Die drei größten Unterschiede zu Deutschland? Britische Mittelständler sind meist nicht im Familienbesitz und daher weniger langfristig orientiert. Außerdem investieren sie weniger in Forschung und Entwicklung, deshalb sind sie weniger innovativ“. Und: Sie sind weniger spezialisiert und exportorientiert: „Da könnten sie von den Deutschen durchaus etwas lernen“, sagt Tom Thackray, Direktor des britischen Industrieverbandes CBI.
China
Das gilt bisweilen auch für China. Unternehmen in China siedeln häufig dort, wo der Gründer ein Netzwerk hat. Verbindungen zum Bürgermeister oder der Provinzregierung helfen, Genehmigungen zu bekommen. Staatliche Förderungen werden eher an Bekanntschaften aus der Schulzeit, dem Studium und innerhalb der Familie vergeben.
So sitzt die Handelsplattform Alibaba von Gründer Jack Ma in der Heimatstadt Hangzhou. Das Unternehmen betreibt mit 400 Millionen Nutzern den größten Bezahldienst der Welt. Gründer von Tencent Ma Huateng hat in Shenzhen studiert, wo das Unternehmen heute sitzt. Die firmeneigene App WeChat hat über 840 Millionen Nutzer weltweit.

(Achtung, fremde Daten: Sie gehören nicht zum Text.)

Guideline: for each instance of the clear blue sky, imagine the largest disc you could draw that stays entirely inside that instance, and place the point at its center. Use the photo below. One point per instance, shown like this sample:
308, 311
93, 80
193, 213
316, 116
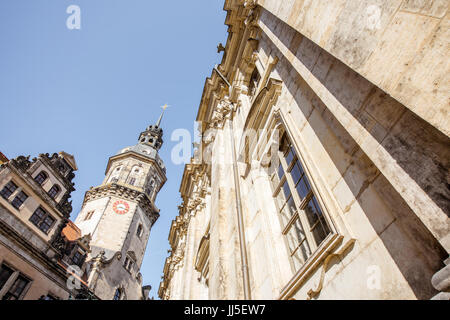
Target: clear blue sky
90, 92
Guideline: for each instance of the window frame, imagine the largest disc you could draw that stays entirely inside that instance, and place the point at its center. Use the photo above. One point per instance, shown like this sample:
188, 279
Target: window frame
45, 178
58, 188
140, 230
22, 201
300, 204
8, 294
89, 215
16, 275
6, 187
80, 258
42, 219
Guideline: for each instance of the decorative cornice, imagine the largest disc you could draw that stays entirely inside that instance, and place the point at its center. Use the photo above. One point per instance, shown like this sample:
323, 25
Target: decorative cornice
315, 292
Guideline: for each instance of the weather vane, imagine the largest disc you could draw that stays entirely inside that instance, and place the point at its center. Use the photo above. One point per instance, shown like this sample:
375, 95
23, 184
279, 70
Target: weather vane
164, 107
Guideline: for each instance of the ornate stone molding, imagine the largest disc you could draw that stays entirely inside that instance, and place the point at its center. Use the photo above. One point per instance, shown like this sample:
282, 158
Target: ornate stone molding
222, 112
315, 292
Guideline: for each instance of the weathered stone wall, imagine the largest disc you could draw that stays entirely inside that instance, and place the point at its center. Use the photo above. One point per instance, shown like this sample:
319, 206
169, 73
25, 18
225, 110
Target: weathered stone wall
376, 156
399, 45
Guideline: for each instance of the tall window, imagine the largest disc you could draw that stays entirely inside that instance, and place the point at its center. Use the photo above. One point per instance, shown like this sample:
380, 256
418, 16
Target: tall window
16, 290
19, 200
254, 81
41, 177
89, 215
128, 264
139, 231
78, 258
302, 218
117, 294
41, 219
54, 191
8, 190
5, 273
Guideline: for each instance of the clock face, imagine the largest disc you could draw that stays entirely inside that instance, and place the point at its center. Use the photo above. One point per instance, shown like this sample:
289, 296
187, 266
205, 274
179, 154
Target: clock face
121, 207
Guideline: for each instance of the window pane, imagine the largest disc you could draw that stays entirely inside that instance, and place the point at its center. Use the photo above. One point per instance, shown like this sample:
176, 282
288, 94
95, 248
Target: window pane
19, 200
280, 171
53, 191
316, 220
289, 156
8, 190
40, 178
16, 289
47, 223
296, 172
286, 190
303, 188
5, 273
37, 216
296, 237
287, 211
275, 181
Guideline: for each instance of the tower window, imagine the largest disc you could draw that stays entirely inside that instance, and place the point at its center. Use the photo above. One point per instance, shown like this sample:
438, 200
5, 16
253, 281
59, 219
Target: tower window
8, 190
78, 258
128, 264
19, 200
54, 191
117, 294
5, 273
89, 215
254, 82
17, 289
139, 231
41, 219
303, 221
41, 177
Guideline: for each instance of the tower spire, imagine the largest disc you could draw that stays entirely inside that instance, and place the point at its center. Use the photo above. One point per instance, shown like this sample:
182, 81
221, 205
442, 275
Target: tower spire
164, 107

Ein Magnet für neugegründete Unternehmen und expandierenden Firmen sind Sonderwirtschaftszonen. Unter dem Wirtschaftsreformer Deng Xiaoping bildeten sie die Basis für die wirtschaftliche Öffnung des Landes in den Achtzigerjahren. Bis heute sind die Zonen Versuchslabor für Wirtschaftsreformen aus Peking sowie für Lokalregierungen, die damit die regionale Wirtschaft ankurbeln wollen. Sie werben vor allem mit weniger Bürokratie, günstigen Grundstücken und Steuerbefreiungen.
Die erste und wohl erfolgreichste Sonderwirtschaftszone des Landes ist Shenzhen. Sie wurde vor knapp 40 Jahren in dem damals noch kleinen Fischerdorf nördlich von Hongkong gegründet. Heute leben rund 12 Millionen Menschen in der Metropole. Viele Geräte Made in China stammen hierher. Shenzhen gilt als die Hardware-Hauptstadt der Welt und hat mittlerweile das höchste Pro-Kopf-Einkommen des Landes. Die Stadt zieht durch ihre Nähe zu den Fabriken nicht nur Hersteller aus der ganzen Welt an, sondern auch Gründer und Unternehmer. In Shenzhen sitzen neben dem Riesen Tencent auch Dajiang Innovations, der Marktführer für Drohnen mit einem Marktanteil von 70 Prozent, und der Telekommunikationsausrüster Huawei.
Der Standort verleiht einem Unternehmen in China Gesicht. Je teurer der Standort, desto wichtiger die Firma. Ein großzügiges Büro hilft, neue Investoren zu gewinnen und Geldgeber zu beeindrucken. Die Unternehmen ziehen ab einer gewissen Größe häufig in die namenhaften Metropolen. Die Mietpreise in Shanghai, Shenzhen und Peking steigen aber seit Jahren jährlich um bis zu über 100 Prozent pro Jahr. Die Mitarbeiter wiederum brauchen teils mehrere Stunden, um durch den dichten Verkehr bis ins Stadtzentrum zu pendeln. Die Lebenshaltungskosten sind sehr viel höher und die Luft schlechter als auf dem Land. Deshalb verlegen zwar viele Unternehmen ihren Hauptsitz dorthin, bleiben aber mit ihrer Produktion auf der grünen Wiese.
2006 hat China ein neues Viertel für die Firmenzentralen in Peking gegründet. 57 der 500 größten Unternehmen weltweit zogen damals mit ihrer chinesischen Vertretung in den Zhongguancun Science and Technology Park im Nordwesten der Stadt. Dort drängen sich heute Start-ups und Accelerators zwischen den Klingelschildern der IT-Riesen wie Sina, Youku Tudou und Google. Heute nennt man den Stadtteil kurz das chinesische Silicon Valley.